PG here. Good Old John Locke is an extremely reliable source for the anointing of God, inspiration, and empowerment for the average person who just wants to live a peaceful, quiet life and have peace with his neighbor. 
1 Thessalonians 4:11-12
Amplified Bible, Classic Edition
11 To make it your ambition and definitely endeavor to live quietly and peacefully, to mind your own affairs, and to work with your hands, as we charged you,
12 So that you may bear yourselves becomingly and be correct and honorable and command the respect of the outside world, being dependent on nobody [self-supporting] and having need of nothing.

CHAPTER. XI. OF THE EXTENT OF THE LEGISLATIVE POWER. Sect. 134. THE great end of men's entering into society, being the enjoyment of their properties in peace and safety, and the great instrument and means of that being the laws established in that society; the first and fundamental positive law of all commonwealths is the establishing of the legislative power; as the first and fundamental natural law, which is to govern even the legislative itself, is the preservation of the society, and (as far as will consist with the public good) of every person in it. This legislative is not only the supreme power of the commonwealth, but sacred and unalterable in the hands where the community have once placed it; nor can any edict of any body else, in what form soever conceived, or by what power soever backed, have the force and obligation of a law, which has not its sanction from that legislative which the public has chosen and appointed: for without this the law could not have that, which is absolutely necessary to its being a law,* the consent of the society, over whom no body can have a power to make laws, but by their own consent, and by authority received from them; and therefore all the obedience, which by the most solemn ties any one can be obliged to pay, ultimately terminates in this supreme power, and is directed by those laws which it enacts: nor can any oaths to any foreign power whatsoever, or any domestic subordinate power, discharge any member of the society from his obedience to the legislative, acting pursuant to their trust; nor oblige him to any obedience contrary to the laws so enacted, or farther than they do allow; it being ridiculous to imagine one can be tied ultimately to obey any power in the society, which is not the supreme.
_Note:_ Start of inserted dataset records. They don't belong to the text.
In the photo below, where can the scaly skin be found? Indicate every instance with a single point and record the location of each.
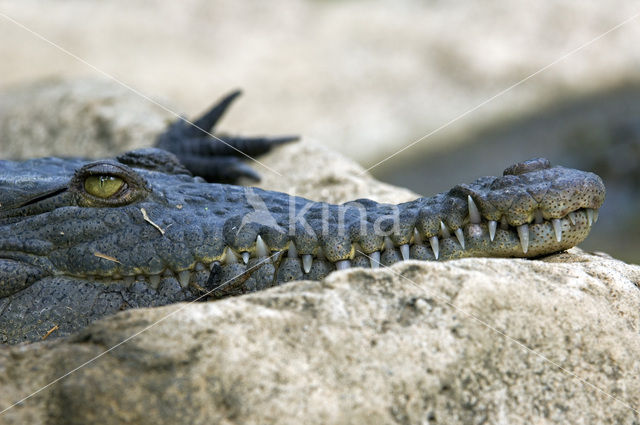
(68, 257)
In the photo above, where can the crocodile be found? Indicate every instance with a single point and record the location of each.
(81, 239)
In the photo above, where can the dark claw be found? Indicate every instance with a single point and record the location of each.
(222, 169)
(209, 119)
(216, 159)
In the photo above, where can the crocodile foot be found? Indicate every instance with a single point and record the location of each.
(216, 158)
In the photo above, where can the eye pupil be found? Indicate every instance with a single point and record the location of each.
(103, 186)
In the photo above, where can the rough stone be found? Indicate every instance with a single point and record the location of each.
(470, 341)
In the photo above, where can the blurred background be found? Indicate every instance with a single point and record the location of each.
(481, 84)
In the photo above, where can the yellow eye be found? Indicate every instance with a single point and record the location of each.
(103, 186)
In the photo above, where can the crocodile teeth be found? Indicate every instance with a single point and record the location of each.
(404, 250)
(538, 218)
(293, 251)
(435, 246)
(474, 214)
(444, 230)
(184, 277)
(343, 264)
(460, 236)
(493, 225)
(557, 229)
(523, 234)
(388, 244)
(261, 248)
(154, 281)
(417, 237)
(307, 261)
(589, 216)
(374, 259)
(230, 257)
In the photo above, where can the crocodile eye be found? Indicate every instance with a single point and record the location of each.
(107, 184)
(103, 186)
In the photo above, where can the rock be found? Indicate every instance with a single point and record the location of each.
(467, 341)
(379, 77)
(82, 118)
(100, 119)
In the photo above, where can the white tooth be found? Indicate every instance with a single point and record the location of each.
(293, 252)
(460, 236)
(589, 216)
(493, 225)
(444, 230)
(374, 259)
(404, 250)
(538, 216)
(261, 248)
(184, 277)
(154, 281)
(307, 261)
(557, 229)
(474, 214)
(230, 256)
(343, 264)
(523, 234)
(417, 237)
(435, 246)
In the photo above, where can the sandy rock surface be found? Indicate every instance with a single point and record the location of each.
(469, 341)
(375, 73)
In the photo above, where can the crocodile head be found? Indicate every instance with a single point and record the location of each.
(81, 239)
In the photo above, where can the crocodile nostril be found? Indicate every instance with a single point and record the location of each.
(527, 166)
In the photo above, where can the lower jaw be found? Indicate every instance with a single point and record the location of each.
(220, 280)
(261, 273)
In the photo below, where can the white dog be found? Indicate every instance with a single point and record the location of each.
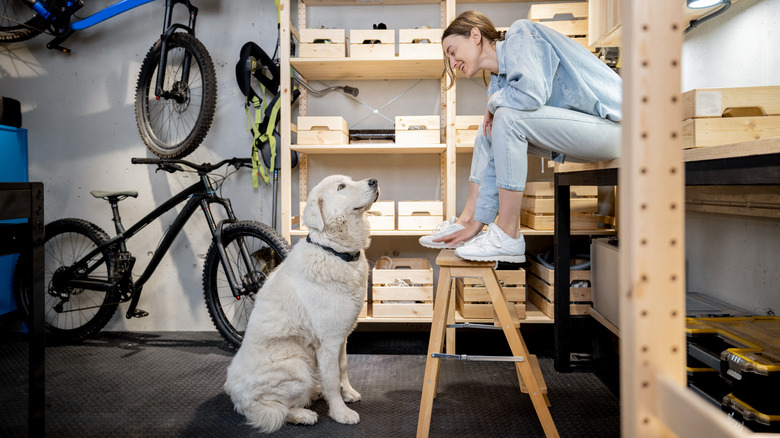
(295, 340)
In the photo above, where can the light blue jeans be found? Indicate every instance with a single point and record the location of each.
(501, 160)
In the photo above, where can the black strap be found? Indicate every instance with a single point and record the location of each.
(347, 257)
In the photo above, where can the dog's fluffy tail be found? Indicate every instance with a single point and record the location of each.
(266, 415)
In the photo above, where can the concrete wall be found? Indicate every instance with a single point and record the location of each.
(735, 258)
(79, 110)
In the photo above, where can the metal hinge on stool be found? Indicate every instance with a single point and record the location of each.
(478, 358)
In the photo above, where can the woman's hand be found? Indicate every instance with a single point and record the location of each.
(487, 123)
(463, 235)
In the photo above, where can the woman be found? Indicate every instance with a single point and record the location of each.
(548, 96)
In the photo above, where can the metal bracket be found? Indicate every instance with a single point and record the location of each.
(478, 358)
(470, 325)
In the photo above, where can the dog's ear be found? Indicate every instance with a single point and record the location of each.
(312, 214)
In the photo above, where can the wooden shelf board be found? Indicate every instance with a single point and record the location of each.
(743, 149)
(524, 230)
(532, 316)
(368, 69)
(394, 2)
(395, 233)
(370, 148)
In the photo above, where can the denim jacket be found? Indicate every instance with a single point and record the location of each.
(538, 66)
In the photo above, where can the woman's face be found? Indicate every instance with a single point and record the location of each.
(463, 52)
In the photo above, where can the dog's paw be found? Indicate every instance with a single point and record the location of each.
(349, 395)
(345, 415)
(301, 416)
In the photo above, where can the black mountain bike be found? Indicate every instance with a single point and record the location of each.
(87, 274)
(176, 93)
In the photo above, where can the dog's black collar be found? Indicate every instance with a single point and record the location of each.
(347, 257)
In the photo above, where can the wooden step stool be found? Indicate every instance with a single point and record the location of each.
(528, 372)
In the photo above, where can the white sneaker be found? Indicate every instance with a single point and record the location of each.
(443, 229)
(494, 246)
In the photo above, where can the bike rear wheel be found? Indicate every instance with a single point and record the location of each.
(18, 22)
(266, 248)
(175, 123)
(71, 314)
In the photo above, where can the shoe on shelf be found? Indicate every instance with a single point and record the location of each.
(493, 246)
(443, 229)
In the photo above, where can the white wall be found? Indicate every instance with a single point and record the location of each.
(735, 258)
(79, 111)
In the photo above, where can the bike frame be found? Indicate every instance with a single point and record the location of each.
(200, 194)
(117, 8)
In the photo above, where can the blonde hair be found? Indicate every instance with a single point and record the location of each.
(462, 26)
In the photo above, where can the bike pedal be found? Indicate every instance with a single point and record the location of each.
(140, 313)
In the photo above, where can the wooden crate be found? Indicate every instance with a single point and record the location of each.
(540, 281)
(714, 102)
(466, 128)
(704, 132)
(323, 130)
(538, 207)
(419, 215)
(420, 43)
(381, 216)
(402, 287)
(570, 19)
(474, 301)
(384, 49)
(322, 43)
(716, 116)
(417, 129)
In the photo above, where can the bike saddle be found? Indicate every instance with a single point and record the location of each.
(108, 195)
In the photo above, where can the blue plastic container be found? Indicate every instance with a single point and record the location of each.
(13, 168)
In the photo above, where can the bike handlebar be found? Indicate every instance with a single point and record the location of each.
(170, 164)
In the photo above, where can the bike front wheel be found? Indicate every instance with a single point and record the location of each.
(174, 123)
(252, 250)
(70, 313)
(18, 22)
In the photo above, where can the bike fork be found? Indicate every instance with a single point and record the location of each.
(168, 30)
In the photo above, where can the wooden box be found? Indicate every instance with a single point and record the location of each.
(381, 216)
(714, 102)
(466, 128)
(402, 287)
(420, 43)
(538, 208)
(359, 47)
(323, 130)
(417, 130)
(419, 215)
(322, 43)
(570, 19)
(540, 282)
(717, 116)
(703, 132)
(474, 301)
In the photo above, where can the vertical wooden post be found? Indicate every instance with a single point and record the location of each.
(448, 181)
(285, 177)
(652, 295)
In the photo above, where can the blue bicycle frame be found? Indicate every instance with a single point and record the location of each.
(105, 14)
(64, 28)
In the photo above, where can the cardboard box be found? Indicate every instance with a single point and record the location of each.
(382, 45)
(417, 130)
(323, 130)
(322, 43)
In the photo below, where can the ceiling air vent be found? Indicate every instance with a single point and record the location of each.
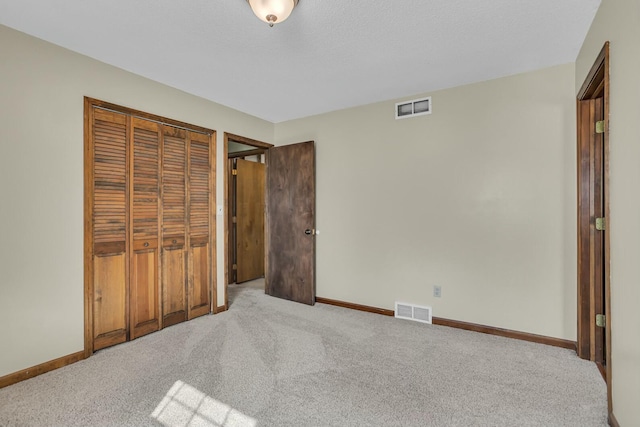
(416, 107)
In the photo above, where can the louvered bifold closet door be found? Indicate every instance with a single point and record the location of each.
(144, 202)
(108, 210)
(200, 223)
(174, 205)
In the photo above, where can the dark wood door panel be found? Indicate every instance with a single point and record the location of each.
(291, 222)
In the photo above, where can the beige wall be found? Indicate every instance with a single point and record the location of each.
(41, 185)
(619, 22)
(478, 198)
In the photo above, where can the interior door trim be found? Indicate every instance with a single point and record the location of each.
(596, 85)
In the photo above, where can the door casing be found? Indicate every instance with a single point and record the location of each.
(590, 298)
(259, 146)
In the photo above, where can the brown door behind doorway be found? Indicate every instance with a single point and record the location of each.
(250, 188)
(291, 222)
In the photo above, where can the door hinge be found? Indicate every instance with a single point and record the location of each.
(601, 320)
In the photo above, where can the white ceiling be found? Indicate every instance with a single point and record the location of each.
(329, 55)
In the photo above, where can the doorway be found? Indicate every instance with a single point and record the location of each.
(594, 309)
(248, 154)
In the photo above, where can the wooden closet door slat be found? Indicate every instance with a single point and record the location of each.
(145, 197)
(174, 164)
(199, 201)
(109, 216)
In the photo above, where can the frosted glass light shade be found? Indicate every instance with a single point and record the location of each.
(272, 11)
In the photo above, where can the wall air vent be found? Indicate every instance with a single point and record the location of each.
(413, 312)
(416, 107)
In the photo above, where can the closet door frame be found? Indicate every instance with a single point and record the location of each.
(89, 105)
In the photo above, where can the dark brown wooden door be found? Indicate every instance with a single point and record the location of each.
(145, 195)
(108, 211)
(250, 189)
(291, 222)
(174, 165)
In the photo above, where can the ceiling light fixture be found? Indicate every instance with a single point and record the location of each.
(272, 11)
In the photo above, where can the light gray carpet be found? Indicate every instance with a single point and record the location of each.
(270, 362)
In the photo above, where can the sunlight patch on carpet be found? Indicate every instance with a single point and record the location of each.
(186, 406)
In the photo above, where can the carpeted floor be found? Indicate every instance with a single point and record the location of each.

 (*The lawful power of making laws to command whole politic societies of men, belonging so properly unto the same intire societies, that for any prince or potentate of what kind soever upon earth, to exercise the same of himself, and not by express commission immediately and personally received from God, or else by authority derived at the first from their consent, upon whose persons they impose laws, it is no better than mere tyranny. Laws they are not therefore which public approbation hath not made so. Hooker's Eccl. Pol. l. i. sect. 10. Of this point therefore we are to note, that such men naturally have no full and perfect power to command whole politic multitudes of men, therefore utterly without our consent, we could in such sort be at no man's commandment living. And to be commanded we do consent, when that society, whereof we be a part, hath at any time before consented, without revoking the same after by the like universal agreement. Laws therefore human, of what kind so ever, are available by consent. Ibid.)